Na mesma casa que Marisa e os avós viviam também os pais da merchandiser, muito ausentes devido à vida profissional: “Via-os muito pouco. O meu pai era motorista e, em criança, estava mais afastada dele. A minha mãe era costureira, trabalhava fora, e chegava a casa muito tarde, muitas vezes à hora de eu ir dormir. E mesmo aos fins de semana, preferia a companhia dos meus avós à dos meus pais”.

Marisa Santos considera os avós, António e Guilhermina, os seus pais

Marisa Santos foi criada pelos avós e assume que estes foram os seus pais. “Tudo o que aprendi foi com eles, os meus pais não se importavam muito comigo”, confessa, adiantando que os avós estão presentes em todas as suas recordações de infância.

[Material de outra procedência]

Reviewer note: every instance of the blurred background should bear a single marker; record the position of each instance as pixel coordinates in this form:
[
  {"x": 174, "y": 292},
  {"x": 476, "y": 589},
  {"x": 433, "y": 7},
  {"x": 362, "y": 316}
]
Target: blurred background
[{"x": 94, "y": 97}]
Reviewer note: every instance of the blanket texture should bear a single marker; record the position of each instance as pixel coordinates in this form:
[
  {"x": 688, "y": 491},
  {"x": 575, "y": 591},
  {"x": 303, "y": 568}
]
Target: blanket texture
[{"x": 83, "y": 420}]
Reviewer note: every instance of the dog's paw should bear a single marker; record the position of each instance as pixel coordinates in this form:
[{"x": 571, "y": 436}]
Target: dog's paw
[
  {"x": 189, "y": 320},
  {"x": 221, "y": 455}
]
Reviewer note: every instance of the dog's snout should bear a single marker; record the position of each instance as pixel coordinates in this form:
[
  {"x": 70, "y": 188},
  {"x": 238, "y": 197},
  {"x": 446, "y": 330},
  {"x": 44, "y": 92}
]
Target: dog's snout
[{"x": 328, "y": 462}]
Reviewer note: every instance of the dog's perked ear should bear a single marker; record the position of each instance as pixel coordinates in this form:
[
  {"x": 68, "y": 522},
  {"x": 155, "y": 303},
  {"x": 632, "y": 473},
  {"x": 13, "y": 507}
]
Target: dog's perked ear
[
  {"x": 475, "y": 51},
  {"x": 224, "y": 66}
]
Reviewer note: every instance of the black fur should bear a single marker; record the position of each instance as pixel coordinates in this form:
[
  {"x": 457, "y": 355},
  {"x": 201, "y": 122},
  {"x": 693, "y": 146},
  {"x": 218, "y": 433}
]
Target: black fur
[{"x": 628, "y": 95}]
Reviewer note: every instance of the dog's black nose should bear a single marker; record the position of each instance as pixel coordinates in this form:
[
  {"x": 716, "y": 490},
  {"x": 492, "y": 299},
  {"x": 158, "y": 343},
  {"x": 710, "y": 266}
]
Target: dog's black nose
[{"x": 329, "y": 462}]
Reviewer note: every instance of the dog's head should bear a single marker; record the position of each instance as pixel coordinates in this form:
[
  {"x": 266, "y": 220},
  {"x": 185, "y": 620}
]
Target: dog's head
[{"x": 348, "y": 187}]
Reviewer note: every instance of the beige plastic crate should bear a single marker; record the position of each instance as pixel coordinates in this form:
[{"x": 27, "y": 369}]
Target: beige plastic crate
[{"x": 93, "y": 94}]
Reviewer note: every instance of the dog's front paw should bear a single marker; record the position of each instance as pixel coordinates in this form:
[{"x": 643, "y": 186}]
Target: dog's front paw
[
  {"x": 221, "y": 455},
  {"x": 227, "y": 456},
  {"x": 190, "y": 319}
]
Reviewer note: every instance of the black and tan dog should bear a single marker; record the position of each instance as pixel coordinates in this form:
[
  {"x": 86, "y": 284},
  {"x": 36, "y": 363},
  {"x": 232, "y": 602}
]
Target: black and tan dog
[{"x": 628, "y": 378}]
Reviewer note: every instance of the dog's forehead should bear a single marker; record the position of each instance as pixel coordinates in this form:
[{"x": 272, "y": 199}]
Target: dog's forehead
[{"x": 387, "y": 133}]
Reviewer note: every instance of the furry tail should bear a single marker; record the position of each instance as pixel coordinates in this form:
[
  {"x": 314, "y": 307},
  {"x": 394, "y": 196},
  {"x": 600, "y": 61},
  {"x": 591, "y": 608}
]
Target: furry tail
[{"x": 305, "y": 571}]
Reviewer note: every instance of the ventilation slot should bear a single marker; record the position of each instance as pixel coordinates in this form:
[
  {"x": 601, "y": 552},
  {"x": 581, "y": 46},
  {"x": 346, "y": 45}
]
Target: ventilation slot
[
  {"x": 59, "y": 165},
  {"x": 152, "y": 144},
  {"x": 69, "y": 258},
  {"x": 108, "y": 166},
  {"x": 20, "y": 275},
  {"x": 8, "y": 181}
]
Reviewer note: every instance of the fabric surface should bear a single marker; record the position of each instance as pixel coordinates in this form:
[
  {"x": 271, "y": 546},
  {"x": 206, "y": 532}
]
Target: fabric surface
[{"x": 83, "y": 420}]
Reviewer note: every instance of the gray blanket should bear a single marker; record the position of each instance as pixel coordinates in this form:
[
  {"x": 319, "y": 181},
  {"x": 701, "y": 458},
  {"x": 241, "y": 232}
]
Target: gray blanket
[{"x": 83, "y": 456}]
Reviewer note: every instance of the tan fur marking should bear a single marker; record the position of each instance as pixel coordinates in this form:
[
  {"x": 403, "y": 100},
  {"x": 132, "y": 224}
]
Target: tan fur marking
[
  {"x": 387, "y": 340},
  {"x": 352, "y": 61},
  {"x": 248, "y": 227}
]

“Foram eles que me educaram, que me pagaram os estudos, as roupas, os óculos, o primeiro computador, tudo. Vivia com eles como se fosse uma filha”, diz Marisa Santos, que permaneceu na casa dos avós até à morte destes — a merchandiser perdeu o avô aos 13 anos e a avó aos 18.

Marisa Santos não mudava nada na forma como cresceu, e conta que os avós lhe ensinaram tudo: “Aprendi muito sobre religião, mas aprendi também a cozinhar, a ser amiga, a amar, a cuidar e a respeitar os nossos idosos. Só tenho pena de ter sido curto, de ter tido pouco tempo com eles”.

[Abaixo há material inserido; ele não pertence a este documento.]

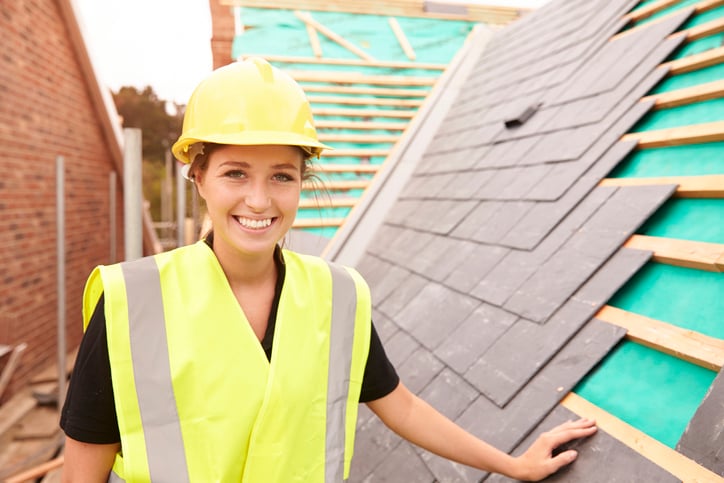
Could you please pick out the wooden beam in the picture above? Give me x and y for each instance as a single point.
(696, 61)
(333, 36)
(374, 91)
(682, 253)
(327, 202)
(356, 153)
(688, 345)
(385, 64)
(345, 168)
(365, 101)
(706, 186)
(667, 458)
(688, 95)
(362, 125)
(401, 38)
(364, 113)
(314, 41)
(675, 136)
(355, 78)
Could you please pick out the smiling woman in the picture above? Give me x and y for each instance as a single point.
(235, 360)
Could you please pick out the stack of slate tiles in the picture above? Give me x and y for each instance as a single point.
(489, 269)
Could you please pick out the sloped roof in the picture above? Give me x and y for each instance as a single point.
(492, 266)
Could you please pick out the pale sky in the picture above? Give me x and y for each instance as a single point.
(161, 43)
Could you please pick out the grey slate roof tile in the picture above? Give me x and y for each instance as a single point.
(474, 336)
(590, 467)
(505, 428)
(703, 441)
(500, 376)
(435, 312)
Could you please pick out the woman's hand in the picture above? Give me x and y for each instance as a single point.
(538, 461)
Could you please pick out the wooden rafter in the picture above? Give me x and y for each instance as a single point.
(706, 186)
(354, 78)
(688, 95)
(364, 113)
(361, 125)
(364, 101)
(696, 61)
(684, 344)
(697, 133)
(345, 168)
(384, 64)
(356, 153)
(667, 458)
(373, 91)
(335, 37)
(497, 15)
(401, 38)
(682, 253)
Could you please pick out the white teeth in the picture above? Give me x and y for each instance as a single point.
(254, 224)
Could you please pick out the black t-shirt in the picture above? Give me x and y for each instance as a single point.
(89, 412)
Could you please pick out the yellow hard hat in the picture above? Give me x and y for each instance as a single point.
(248, 102)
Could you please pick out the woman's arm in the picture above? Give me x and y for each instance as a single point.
(88, 463)
(418, 422)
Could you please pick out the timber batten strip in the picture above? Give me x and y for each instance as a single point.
(355, 78)
(384, 64)
(364, 101)
(689, 95)
(672, 461)
(361, 125)
(688, 345)
(681, 253)
(705, 186)
(694, 134)
(696, 61)
(365, 113)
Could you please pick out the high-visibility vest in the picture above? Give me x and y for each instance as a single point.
(196, 397)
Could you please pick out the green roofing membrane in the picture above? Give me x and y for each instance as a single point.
(685, 297)
(650, 390)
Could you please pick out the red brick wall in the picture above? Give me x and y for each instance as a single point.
(222, 36)
(45, 112)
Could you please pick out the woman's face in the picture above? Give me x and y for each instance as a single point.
(252, 195)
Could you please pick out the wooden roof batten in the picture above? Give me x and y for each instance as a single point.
(492, 14)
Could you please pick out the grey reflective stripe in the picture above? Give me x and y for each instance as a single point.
(114, 478)
(152, 372)
(344, 308)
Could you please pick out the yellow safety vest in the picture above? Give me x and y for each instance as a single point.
(196, 397)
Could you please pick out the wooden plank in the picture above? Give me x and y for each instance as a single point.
(356, 153)
(373, 91)
(384, 64)
(327, 202)
(682, 253)
(401, 38)
(358, 138)
(689, 95)
(365, 101)
(696, 61)
(497, 15)
(356, 78)
(345, 168)
(706, 186)
(361, 125)
(675, 136)
(333, 36)
(364, 113)
(667, 458)
(337, 185)
(317, 222)
(685, 344)
(314, 41)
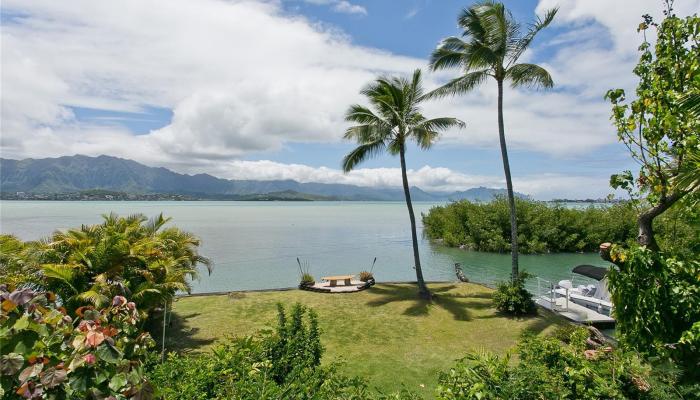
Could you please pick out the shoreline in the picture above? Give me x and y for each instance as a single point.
(284, 289)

Depois da morte dos avós, Marisa permaneceu na mesma casa com os pais até que estes se divorciaram, e a mãe saiu de casa. Hoje em dia, o pai de Marisa, com 62 anos, tem uma saúde mais debilitada e vive com a filha.

“Em pequena, e apesar do afastamento, era mais próxima da minha mãe, mas hoje em dia estamos mais distantes. E estou mais próxima do meu pai depois de adulta, que é a figura de avô referência para os meus filhos”, conta Marisa, que já é mãe de duas crianças, um rapaz e uma rapariga.

Para a merchandiser, a ligação entre avós e netos é de extrema importância e reconhece o poder especial que estes têm de educar os mais pequenos. “Os avós estão lá quando os pais não estão, quando não podem. Hoje sou o que sou graças aos princípios, ensinamentos, mas sobretudo ao amor que os meus avós paternos me transmitiram”, conclui.

A avó dos afetos

Helena Borges e a irmã gémea, Ana Borges, ambas educadoras de infância e professoras do ensino primário, 31 anos, viveram com a avó materna, Rosa, desde o momento do nascimento. As duas irmãs estiveram também com os pais até fazerem 11 anos, altura em que estes compraram uma casa e mudaram de residência.

“Nós mantivemo-nos a morar com a nossa avó por diversas razões: pela proximidade com a escola, pelo conforto, pela sensação de pertença, pelos amigos que ali viviam, por ser a nossa única referência de lar”, conta Helena Borges à MAGG.

A avó de Helena e Ana Borges, Rosa, com as duas gémeas ainda bebés

Até aos 19 anos, todas as memórias das irmãs são passadas na casa da avó Rosa, hoje com 85 anos, casa que sempre foi o lar das gémeas. “Os nossos pais passavam lá ao final do dia, depois do trabalho, mas regressavam a casa deles à noite. Eles iam e nós escolhemos sempre ficar, a casa da avó era o nosso lugar”, afirma Helena Borges.

Os pais das duas irmãs sempre aceitaram essa realidade, pois sabiam que as filhas gostavam de ficar com a avó, e, de acordo com Helena Borges, essa vontade das duas jovens em permanecer a viver na casa da avó materna nunca hipotecou a boa relação entre pais e filhas.

“Só ao fim de semana é que nos ‘obrigavam’ a ir com eles, mesmo quando queríamos ficar com a nossa avó. Íamos com os nossos pais para casa deles à sexta-feira à noite e regressávamos para junto da nossa avó ao domingo à noite”, recorda Helena Borges.

Rosa, hoje com 85 anos, criou as duas netas desde o nascimento

Alberto Loureiro

Paras as irmãs, a avó Rosa é especial: “Ama-nos. Ama-nos sem qualquer necessidade de que a amemos de volta. É muito mais do que aquilo que merecemos, e muito mais do que poderemos um dia alcançar. É avó de todos, com um coração suficientemente grande: das netas, dos sobrinhos, dos genros, dos namorados e amigas das netas, e até de todos aqueles que não resistem a uma avó tão avó”.

A professora e educadora de infância chama-lhe “a avó dos afetos” e considera-a “doce e especial”. “Impôs limites, sem grandes regras a cumprir, e permitiu-nos crescer rodeadas de todo o amor do mundo”, diz Helena Borges.